You've probably heard of Helix — Figure AI's dual-system VLA running on a humanoid robot that shook the robotics community in 2025. The only problem: it's completely closed-source. You can't read the code, can't reproduce it, can't learn from it.
OpenHelix was created to change that. It's a fully open-source implementation of the dual-system VLA architecture, paired with the most thorough survey and empirical analysis on the topic available today. The result: SOTA on CALVIN ABC-D with an average sequence length of 4.08 — beating RoboDual, UniVLA, GR-MG and Seer.
This post takes you from "what is dual-system?" → environment setup → data preparation → training → inference, with enough detail to actually run it on your own machine.
What Is a Dual-System VLA? (And Why You Should Care)
Imagine driving through a busy city. Your brain runs two parallel processes:
- System 2 (slow, deliberate): Reads signs, recognizes complex situations ("ambulance approaching"), makes strategic decisions ("stop, yield")
- System 1 (fast, reflexive): Steers the wheel, applies brake pressure, keeps the car in lane — all in milliseconds, without "thinking"
Robot manipulation faces exactly this tension. Multimodal LLMs (MLLMs) like LLaVA are excellent at understanding language and reasoning about context — but run at 7-9 Hz, far too slow for real-time robot control. Diffusion policies react at 200+ Hz — but don't "understand" anything, just mapping sensors → actions.
Dual-System VLA combines both: the MLLM plays System 2 (language understanding, planning), and the diffusion policy plays System 1 (precise execution, real-time).
OpenHelix: Three Core Contributions
The paper arXiv:2505.03912 by Can Cui, Pengxiang Ding, Wenxuan Song et al. isn't just another model — it's a knowledge system:
1. Comprehensive Survey of the Landscape
OpenHelix systematically maps the full design space of dual-system VLAs: how to connect System 1 and System 2, how to train each component, how to handle latency mismatch. This is the map you need to not get lost reading other papers.

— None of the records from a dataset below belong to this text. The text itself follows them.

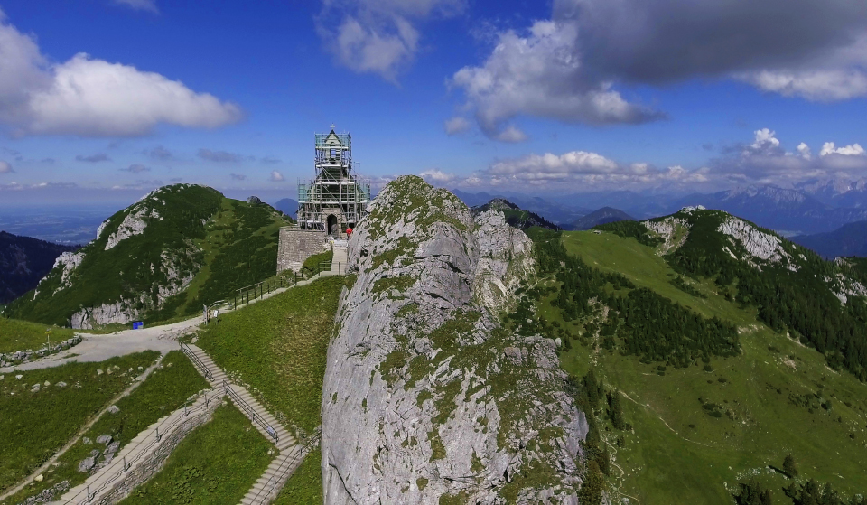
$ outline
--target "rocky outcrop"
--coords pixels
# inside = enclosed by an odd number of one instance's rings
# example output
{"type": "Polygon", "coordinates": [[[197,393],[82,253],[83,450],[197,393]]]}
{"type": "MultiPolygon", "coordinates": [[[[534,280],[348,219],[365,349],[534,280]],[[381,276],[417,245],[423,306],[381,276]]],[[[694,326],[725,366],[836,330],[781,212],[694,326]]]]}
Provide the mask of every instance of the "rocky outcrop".
{"type": "MultiPolygon", "coordinates": [[[[692,208],[686,209],[689,209],[689,211],[694,210],[692,208]]],[[[687,212],[686,209],[681,211],[687,212]]],[[[660,256],[677,250],[689,237],[689,223],[682,218],[668,216],[660,220],[641,221],[641,224],[648,229],[648,231],[665,240],[659,246],[658,254],[660,256]]]]}
{"type": "MultiPolygon", "coordinates": [[[[138,204],[138,209],[135,209],[135,207],[131,209],[117,229],[108,236],[105,250],[107,251],[130,237],[144,233],[144,229],[147,228],[147,221],[144,220],[144,218],[162,219],[156,209],[148,208],[144,204],[138,204]]],[[[98,238],[99,234],[102,233],[102,228],[100,227],[97,234],[98,238]]]]}
{"type": "Polygon", "coordinates": [[[746,259],[751,259],[753,265],[756,265],[755,260],[760,260],[765,263],[779,263],[793,272],[797,271],[797,265],[783,248],[783,242],[778,237],[765,233],[747,221],[732,216],[720,224],[719,229],[737,240],[750,256],[746,259]]]}
{"type": "Polygon", "coordinates": [[[555,344],[498,318],[533,275],[527,237],[401,177],[349,248],[322,392],[325,503],[577,503],[587,425],[555,344]]]}
{"type": "Polygon", "coordinates": [[[38,360],[39,358],[42,358],[50,354],[56,354],[79,343],[81,343],[81,337],[75,335],[71,339],[67,339],[60,343],[54,343],[51,346],[46,344],[36,351],[27,350],[15,351],[6,353],[0,352],[0,368],[8,367],[13,364],[20,365],[21,363],[33,360],[38,360]]]}

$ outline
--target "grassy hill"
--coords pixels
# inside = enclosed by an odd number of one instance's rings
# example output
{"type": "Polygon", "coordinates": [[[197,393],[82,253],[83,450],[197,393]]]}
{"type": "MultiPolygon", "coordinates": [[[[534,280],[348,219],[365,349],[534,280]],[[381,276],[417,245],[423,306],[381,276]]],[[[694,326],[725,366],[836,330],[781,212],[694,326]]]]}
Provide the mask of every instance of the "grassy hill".
{"type": "Polygon", "coordinates": [[[809,479],[846,497],[867,491],[867,386],[846,357],[858,343],[804,324],[824,311],[816,321],[854,328],[863,266],[824,262],[746,221],[733,227],[742,242],[721,231],[733,219],[703,210],[601,234],[531,230],[540,283],[512,319],[564,341],[562,366],[593,413],[585,450],[613,501],[732,503],[753,478],[774,503],[809,479]],[[845,289],[844,304],[834,292],[845,289]],[[597,380],[601,391],[588,386],[597,380]],[[782,470],[788,454],[797,476],[782,470]]]}
{"type": "Polygon", "coordinates": [[[111,216],[4,315],[89,327],[195,313],[273,276],[278,230],[288,222],[261,202],[165,186],[111,216]]]}

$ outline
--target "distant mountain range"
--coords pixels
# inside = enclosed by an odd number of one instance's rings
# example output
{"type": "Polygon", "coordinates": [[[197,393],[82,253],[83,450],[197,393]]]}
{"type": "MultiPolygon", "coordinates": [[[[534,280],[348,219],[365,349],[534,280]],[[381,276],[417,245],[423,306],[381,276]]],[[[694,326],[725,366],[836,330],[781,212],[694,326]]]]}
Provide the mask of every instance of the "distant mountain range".
{"type": "Polygon", "coordinates": [[[620,209],[602,207],[587,214],[572,224],[572,229],[590,229],[594,226],[615,221],[635,220],[635,218],[620,209]]]}
{"type": "Polygon", "coordinates": [[[294,219],[295,214],[298,212],[298,201],[291,198],[278,200],[273,207],[292,219],[294,219]]]}
{"type": "MultiPolygon", "coordinates": [[[[495,198],[486,192],[453,192],[470,206],[495,198]]],[[[591,214],[590,209],[603,207],[614,207],[643,220],[671,214],[686,206],[702,205],[750,220],[788,237],[829,232],[850,222],[867,220],[867,181],[815,182],[797,189],[751,186],[688,195],[623,191],[504,198],[564,229],[579,226],[578,220],[591,214]]]]}
{"type": "Polygon", "coordinates": [[[0,231],[0,304],[36,287],[57,257],[76,248],[0,231]]]}
{"type": "Polygon", "coordinates": [[[867,221],[849,223],[827,233],[798,235],[792,237],[792,241],[829,259],[850,256],[867,257],[867,221]]]}
{"type": "Polygon", "coordinates": [[[545,220],[542,216],[525,210],[506,199],[495,198],[484,205],[471,207],[470,211],[473,217],[481,214],[490,209],[500,210],[506,216],[506,222],[515,228],[527,229],[530,227],[537,226],[548,229],[560,229],[560,227],[545,220]]]}

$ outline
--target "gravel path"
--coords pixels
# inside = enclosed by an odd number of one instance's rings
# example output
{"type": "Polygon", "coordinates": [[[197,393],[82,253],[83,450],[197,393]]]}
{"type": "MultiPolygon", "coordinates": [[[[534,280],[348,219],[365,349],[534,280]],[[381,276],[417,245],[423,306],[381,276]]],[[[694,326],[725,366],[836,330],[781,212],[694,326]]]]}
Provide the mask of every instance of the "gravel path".
{"type": "Polygon", "coordinates": [[[106,335],[79,333],[81,343],[62,352],[46,356],[41,360],[0,369],[0,374],[19,370],[34,370],[57,367],[72,361],[98,362],[110,358],[125,356],[143,351],[158,351],[166,354],[178,349],[178,337],[201,324],[201,317],[194,317],[180,323],[142,330],[124,330],[106,335]]]}
{"type": "Polygon", "coordinates": [[[70,447],[75,445],[76,443],[78,443],[78,441],[80,440],[82,436],[84,436],[84,434],[88,433],[88,430],[90,429],[90,426],[92,426],[97,421],[98,421],[99,418],[102,417],[103,414],[108,411],[109,407],[115,405],[120,400],[120,398],[129,395],[130,393],[133,392],[134,389],[141,386],[141,384],[144,382],[144,379],[147,379],[147,376],[151,375],[151,372],[156,369],[156,367],[160,366],[160,363],[162,362],[163,362],[163,357],[160,357],[160,359],[157,360],[155,363],[148,367],[141,375],[139,375],[135,379],[133,379],[133,383],[130,384],[128,388],[121,391],[115,397],[108,400],[108,403],[107,403],[102,407],[102,409],[100,409],[99,412],[97,413],[96,416],[91,417],[90,420],[89,420],[83,426],[81,426],[79,432],[75,434],[75,436],[73,436],[69,442],[66,443],[66,445],[63,445],[63,447],[61,447],[58,452],[54,453],[51,455],[51,457],[48,459],[48,461],[46,461],[44,463],[42,463],[42,466],[34,470],[30,475],[27,476],[26,479],[24,479],[21,482],[18,482],[18,484],[15,485],[15,487],[7,490],[5,492],[0,495],[0,501],[9,498],[10,496],[24,489],[24,486],[33,482],[37,476],[48,471],[49,467],[51,467],[58,459],[60,459],[60,457],[62,456],[67,451],[69,451],[70,447]]]}

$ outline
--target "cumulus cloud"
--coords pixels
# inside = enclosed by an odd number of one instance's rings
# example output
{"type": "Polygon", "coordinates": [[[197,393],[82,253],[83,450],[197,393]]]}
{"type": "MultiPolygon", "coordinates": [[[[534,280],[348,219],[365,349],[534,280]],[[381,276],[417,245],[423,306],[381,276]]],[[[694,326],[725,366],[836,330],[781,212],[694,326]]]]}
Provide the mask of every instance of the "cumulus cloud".
{"type": "Polygon", "coordinates": [[[419,175],[422,177],[422,179],[424,179],[428,182],[439,186],[451,184],[459,179],[457,175],[453,173],[446,173],[438,168],[425,170],[424,172],[419,173],[419,175]]]}
{"type": "Polygon", "coordinates": [[[456,72],[488,136],[528,115],[605,125],[659,118],[616,85],[746,81],[810,100],[867,96],[867,9],[852,0],[554,0],[456,72]]]}
{"type": "Polygon", "coordinates": [[[810,146],[806,143],[802,142],[798,144],[796,149],[797,150],[797,154],[805,160],[813,159],[813,152],[810,150],[810,146]]]}
{"type": "Polygon", "coordinates": [[[867,74],[860,70],[757,70],[736,74],[764,91],[814,101],[845,100],[867,95],[867,74]]]}
{"type": "Polygon", "coordinates": [[[456,116],[451,119],[446,120],[443,125],[445,127],[445,133],[448,136],[462,134],[463,132],[470,129],[470,121],[467,121],[466,118],[456,116]]]}
{"type": "Polygon", "coordinates": [[[162,145],[157,145],[153,149],[144,151],[144,154],[147,154],[151,159],[160,162],[168,162],[175,159],[174,154],[172,154],[172,151],[169,151],[162,145]]]}
{"type": "Polygon", "coordinates": [[[84,154],[79,154],[75,157],[77,162],[84,162],[89,164],[96,164],[99,162],[108,162],[111,161],[111,158],[108,157],[108,154],[105,153],[98,153],[97,154],[89,154],[85,156],[84,154]]]}
{"type": "Polygon", "coordinates": [[[79,53],[50,62],[0,11],[0,124],[14,135],[140,136],[160,124],[213,128],[240,108],[182,82],[79,53]]]}
{"type": "Polygon", "coordinates": [[[143,172],[150,172],[151,169],[147,168],[143,164],[131,164],[126,168],[121,168],[120,170],[124,172],[129,172],[130,173],[141,173],[143,172]]]}
{"type": "Polygon", "coordinates": [[[215,163],[241,163],[249,159],[243,154],[229,153],[228,151],[211,151],[210,149],[200,149],[199,157],[209,162],[215,163]]]}
{"type": "Polygon", "coordinates": [[[516,142],[525,137],[507,125],[518,115],[566,123],[643,123],[660,113],[632,104],[610,81],[589,75],[577,51],[577,28],[554,21],[535,23],[525,35],[508,31],[480,66],[458,70],[450,85],[460,89],[489,137],[516,142]]]}
{"type": "Polygon", "coordinates": [[[337,61],[396,81],[419,49],[419,22],[463,11],[465,0],[324,0],[316,29],[337,61]]]}
{"type": "Polygon", "coordinates": [[[564,154],[527,154],[500,160],[488,173],[495,177],[525,181],[566,180],[575,175],[612,173],[621,170],[613,160],[596,153],[572,151],[564,154]]]}
{"type": "Polygon", "coordinates": [[[835,147],[833,142],[825,142],[822,145],[822,150],[819,152],[820,156],[827,156],[828,154],[842,154],[844,156],[863,156],[865,154],[864,148],[857,144],[853,144],[852,145],[845,145],[843,147],[835,147]]]}
{"type": "Polygon", "coordinates": [[[713,173],[731,180],[786,186],[806,180],[867,175],[867,153],[858,144],[837,147],[834,142],[825,142],[819,155],[814,156],[805,142],[787,151],[769,128],[757,130],[751,144],[730,149],[729,154],[711,164],[713,173]]]}
{"type": "Polygon", "coordinates": [[[156,0],[114,0],[118,5],[125,5],[136,11],[147,11],[158,14],[160,10],[156,7],[156,0]]]}

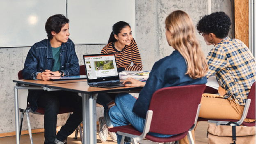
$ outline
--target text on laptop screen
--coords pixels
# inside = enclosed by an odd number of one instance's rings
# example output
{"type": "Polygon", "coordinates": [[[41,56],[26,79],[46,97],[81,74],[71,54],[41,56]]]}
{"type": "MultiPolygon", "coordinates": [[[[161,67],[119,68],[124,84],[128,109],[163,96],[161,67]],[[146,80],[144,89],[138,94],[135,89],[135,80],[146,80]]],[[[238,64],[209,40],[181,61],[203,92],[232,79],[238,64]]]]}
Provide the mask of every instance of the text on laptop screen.
{"type": "Polygon", "coordinates": [[[85,56],[88,79],[118,75],[114,55],[85,56]]]}

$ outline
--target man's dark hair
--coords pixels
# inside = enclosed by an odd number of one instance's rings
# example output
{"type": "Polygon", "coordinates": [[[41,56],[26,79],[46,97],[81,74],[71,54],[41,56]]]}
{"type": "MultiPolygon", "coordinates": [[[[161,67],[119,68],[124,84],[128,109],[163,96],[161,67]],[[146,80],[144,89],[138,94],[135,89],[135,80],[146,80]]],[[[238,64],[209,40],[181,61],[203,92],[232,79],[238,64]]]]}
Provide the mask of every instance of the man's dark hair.
{"type": "Polygon", "coordinates": [[[69,22],[69,19],[62,14],[55,14],[50,16],[47,19],[45,27],[48,39],[53,39],[52,31],[58,33],[61,28],[69,22]]]}
{"type": "Polygon", "coordinates": [[[219,11],[203,16],[197,25],[197,28],[199,33],[213,33],[217,37],[223,39],[228,36],[230,25],[229,16],[219,11]]]}

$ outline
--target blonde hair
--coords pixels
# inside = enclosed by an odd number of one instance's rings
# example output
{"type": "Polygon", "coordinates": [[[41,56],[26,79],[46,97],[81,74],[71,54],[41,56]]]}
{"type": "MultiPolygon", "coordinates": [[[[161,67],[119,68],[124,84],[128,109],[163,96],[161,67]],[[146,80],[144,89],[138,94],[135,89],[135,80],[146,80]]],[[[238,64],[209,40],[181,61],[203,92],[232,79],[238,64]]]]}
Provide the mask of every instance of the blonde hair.
{"type": "Polygon", "coordinates": [[[181,10],[172,12],[165,19],[165,27],[171,34],[169,45],[178,51],[186,60],[185,74],[193,79],[205,76],[208,66],[188,15],[181,10]]]}

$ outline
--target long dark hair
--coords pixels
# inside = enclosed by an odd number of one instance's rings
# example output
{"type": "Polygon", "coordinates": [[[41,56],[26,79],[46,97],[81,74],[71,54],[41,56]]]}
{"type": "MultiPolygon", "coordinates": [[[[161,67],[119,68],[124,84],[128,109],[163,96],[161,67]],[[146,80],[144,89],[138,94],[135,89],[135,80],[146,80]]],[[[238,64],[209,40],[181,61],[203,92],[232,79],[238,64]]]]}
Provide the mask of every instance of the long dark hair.
{"type": "Polygon", "coordinates": [[[120,33],[121,30],[127,26],[128,26],[130,28],[130,26],[129,23],[123,21],[119,21],[114,24],[112,27],[112,32],[110,33],[109,39],[108,39],[107,43],[117,41],[117,40],[114,38],[114,35],[118,35],[118,34],[120,33]]]}

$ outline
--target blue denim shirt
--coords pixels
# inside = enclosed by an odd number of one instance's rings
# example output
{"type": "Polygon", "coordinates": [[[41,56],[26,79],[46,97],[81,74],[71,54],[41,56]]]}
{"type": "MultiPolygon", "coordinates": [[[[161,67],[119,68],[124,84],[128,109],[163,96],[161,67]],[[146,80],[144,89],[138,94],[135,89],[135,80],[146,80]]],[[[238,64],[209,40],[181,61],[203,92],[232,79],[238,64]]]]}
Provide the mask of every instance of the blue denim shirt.
{"type": "MultiPolygon", "coordinates": [[[[52,70],[55,60],[53,57],[52,47],[49,39],[45,39],[36,43],[28,52],[22,70],[25,79],[37,80],[37,75],[43,70],[52,70]]],[[[61,70],[65,76],[79,75],[79,64],[75,51],[75,45],[70,39],[61,46],[60,58],[61,70]]],[[[28,101],[33,111],[37,109],[37,101],[41,93],[41,90],[29,90],[28,101]]]]}
{"type": "MultiPolygon", "coordinates": [[[[73,42],[69,39],[61,46],[60,57],[61,70],[65,76],[79,75],[79,64],[73,42]]],[[[45,39],[35,43],[28,52],[22,74],[25,79],[36,80],[43,70],[52,70],[55,60],[50,41],[45,39]]]]}
{"type": "Polygon", "coordinates": [[[177,50],[156,62],[135,102],[133,112],[145,119],[152,96],[160,88],[206,83],[206,77],[194,79],[185,74],[187,71],[185,59],[177,50]]]}

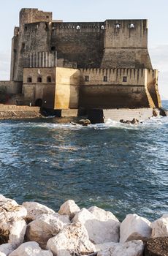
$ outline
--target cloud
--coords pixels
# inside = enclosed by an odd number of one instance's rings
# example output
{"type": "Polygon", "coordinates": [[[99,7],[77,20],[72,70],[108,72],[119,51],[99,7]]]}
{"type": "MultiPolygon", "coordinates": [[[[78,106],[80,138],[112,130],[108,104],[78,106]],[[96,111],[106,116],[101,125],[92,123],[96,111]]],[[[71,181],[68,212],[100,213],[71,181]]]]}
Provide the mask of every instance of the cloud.
{"type": "Polygon", "coordinates": [[[149,49],[152,64],[159,69],[159,89],[168,99],[168,45],[156,45],[149,49]]]}
{"type": "Polygon", "coordinates": [[[0,80],[9,80],[10,72],[10,50],[0,52],[0,80]]]}

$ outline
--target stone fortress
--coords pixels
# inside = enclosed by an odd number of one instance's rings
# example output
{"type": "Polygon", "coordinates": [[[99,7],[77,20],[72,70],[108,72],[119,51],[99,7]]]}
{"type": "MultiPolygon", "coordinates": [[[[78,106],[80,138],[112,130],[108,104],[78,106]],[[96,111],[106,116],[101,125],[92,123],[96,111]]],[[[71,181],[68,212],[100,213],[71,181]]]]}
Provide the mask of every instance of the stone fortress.
{"type": "Polygon", "coordinates": [[[1,89],[7,103],[72,110],[75,116],[78,110],[104,110],[107,116],[117,109],[133,115],[138,110],[148,118],[161,99],[148,20],[63,22],[53,20],[52,12],[22,9],[12,41],[10,81],[0,81],[1,89]]]}

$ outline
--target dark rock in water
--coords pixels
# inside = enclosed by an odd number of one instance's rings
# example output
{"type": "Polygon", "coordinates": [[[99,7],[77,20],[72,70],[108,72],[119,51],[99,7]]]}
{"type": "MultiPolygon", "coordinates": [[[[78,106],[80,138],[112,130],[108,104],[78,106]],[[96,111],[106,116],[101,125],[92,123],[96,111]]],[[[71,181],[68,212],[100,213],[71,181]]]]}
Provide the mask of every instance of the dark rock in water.
{"type": "Polygon", "coordinates": [[[168,237],[149,238],[145,247],[145,256],[168,256],[168,237]]]}
{"type": "Polygon", "coordinates": [[[129,120],[124,121],[123,119],[121,119],[120,122],[123,124],[136,124],[136,125],[140,123],[139,120],[136,118],[133,118],[132,121],[129,121],[129,120]]]}
{"type": "Polygon", "coordinates": [[[159,116],[159,110],[157,110],[157,109],[156,109],[156,108],[154,108],[153,110],[153,116],[159,116]]]}
{"type": "Polygon", "coordinates": [[[89,119],[80,119],[78,124],[82,124],[83,127],[87,127],[88,124],[91,124],[91,121],[89,119]]]}

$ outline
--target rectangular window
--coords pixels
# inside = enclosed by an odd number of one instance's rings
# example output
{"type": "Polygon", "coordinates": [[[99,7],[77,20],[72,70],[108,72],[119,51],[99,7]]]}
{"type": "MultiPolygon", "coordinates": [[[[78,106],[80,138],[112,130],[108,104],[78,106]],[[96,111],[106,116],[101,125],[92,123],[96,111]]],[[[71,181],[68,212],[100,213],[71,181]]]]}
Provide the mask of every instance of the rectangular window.
{"type": "Polygon", "coordinates": [[[89,81],[89,76],[85,75],[85,82],[88,82],[88,81],[89,81]]]}
{"type": "Polygon", "coordinates": [[[107,82],[107,76],[104,76],[103,81],[104,82],[107,82]]]}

2. Rigorous Empirical Analysis
Rather than just claiming "my architecture is better," the authors ablate each design choice systematically:
- Pre-trained policy vs. training from scratch?
- Prompt-tuning vs. full fine-tuning for the MLLM?
- With or without auxiliary prediction task?
- Does pre-alignment before joint training matter?
3. Open-Source Implementation
Complete code, checkpoints, training scripts — MIT license — at github.com/OpenHelix-Team/OpenHelix.
Architecture Deep Dive
System 2: LLaVA-7B (The Slow Brain)
Input: Visual observation + Language instruction
Model: LLaVA-7B (FROZEN — weights not trained)
Adapt: Prompt tuning (only ~1% parameters)
Output: Latent embedding Z ∈ ℝ^(N×D)
Why freeze the MLLM? Fine-tuning all of LLaVA-7B destroys the generalization learned from billions of text-image pairs. Prompt tuning keeps that "intelligence" intact while adapting to the robot domain — at a fraction of the compute cost.
Key finding from ablation: By default, the MLLM is insensitive to visual changes — it mostly reflects instruction semantics and nearly ignores the visual observation. This is a serious problem because robots need to respond to their environment!
Learned Token Bridge (Connecting the Two Systems)
# Projection layer connecting System 2 → System 1
class TokenBridge(nn.Module):
def __init__(self, llm_dim=4096, policy_dim=512):
super().__init__()
self.proj = nn.Linear(llm_dim, policy_dim)
self.norm = nn.LayerNorm(policy_dim)
def forward(self, llm_embedding):
# Project from LLM space → policy space
return self.norm(self.proj(llm_embedding))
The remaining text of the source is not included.